When considering the mysteries of what attracts the ultimate buyer, few will deny that “curb-appeal” is a sort of magic bullet. The term is a buzz word for the enticing image of your home as seen from the street, and is similar to the adage of “judging a book by its cover.” Buyers who rely upon this might overlook a treasure in the rough, but savvy sellers know curb appeal is a key tool to finding a buyer more quickly.
Curb appeal is key when buyers are looking through multiple listings, getting a feel for neighborhoods from the comfort of their cars — just “driving by.” Often, buyers will look at advertisements and listings online or in print, and if they are local will take a peek on their way home from work. Because of the power of this “curb view,” often the primary photographs used in advertisements and listings are from this angle. Money spent in improving this viewing angle is among the smartest investment. Simply put, painting and pruning trees and shrubbery can transform a home, helping to shed light on its features.

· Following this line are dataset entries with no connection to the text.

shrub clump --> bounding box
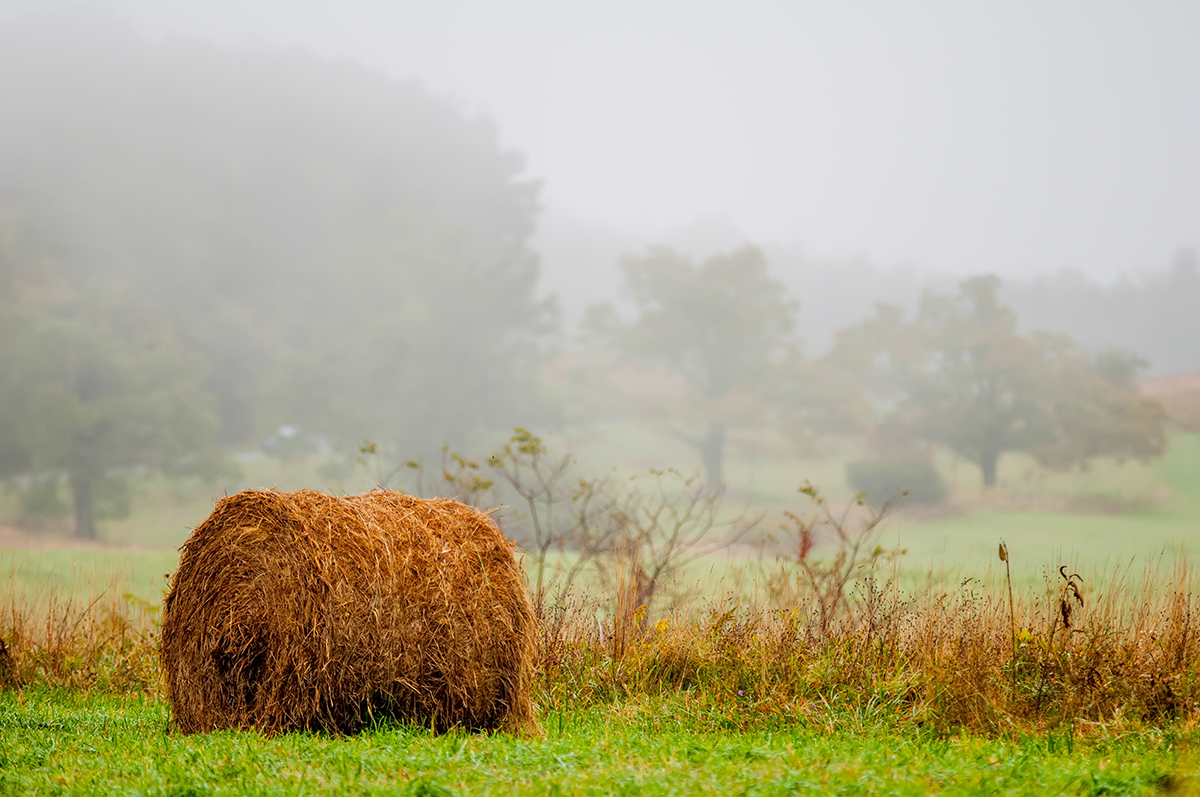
[846,458,946,505]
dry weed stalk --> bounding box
[0,579,159,694]
[999,540,1016,694]
[762,482,905,638]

Other aspects of the approach to a home can be equally enticing and help to pave the way for a successful interior viewing. After all, when care is taken to the outside of a home, people feel that the interior will also have what they are looking for. Driveways and walkways that are well maintained and artfully presented greet potential buyers as soon as they step out of their vehicles.
Trees and shrubs that lose their leaves can create slick areas on driveways and walkways and be unattractive if allowed to affect landscaping and lawns. Ensure that you consider this when selecting trees to plant near driveways, and keep leaves in check during fall viewings. During the winter, when snow and ice might prove to be a problem, it is essential to maintain driveways and walkways carefully. This is not only for safety, but it illustrates the type of person who has owned and maintained the house itself.
One helpful exercise is to take time to view a home with curb-appeal in mind. At each juncture where a potential buyer might approach and view your home or property, stop and look around. Notice details. Take photographs. Look straight ahead, to the right and left, and even at the ground. If there are appealing features, play those up. If there are issues that block the enjoyment of the home, you can choose to address them. In each instance, seek to frame the view of the home or property in an appealing light, tending to the ground under foot, the areas close to the viewer, and that which they see.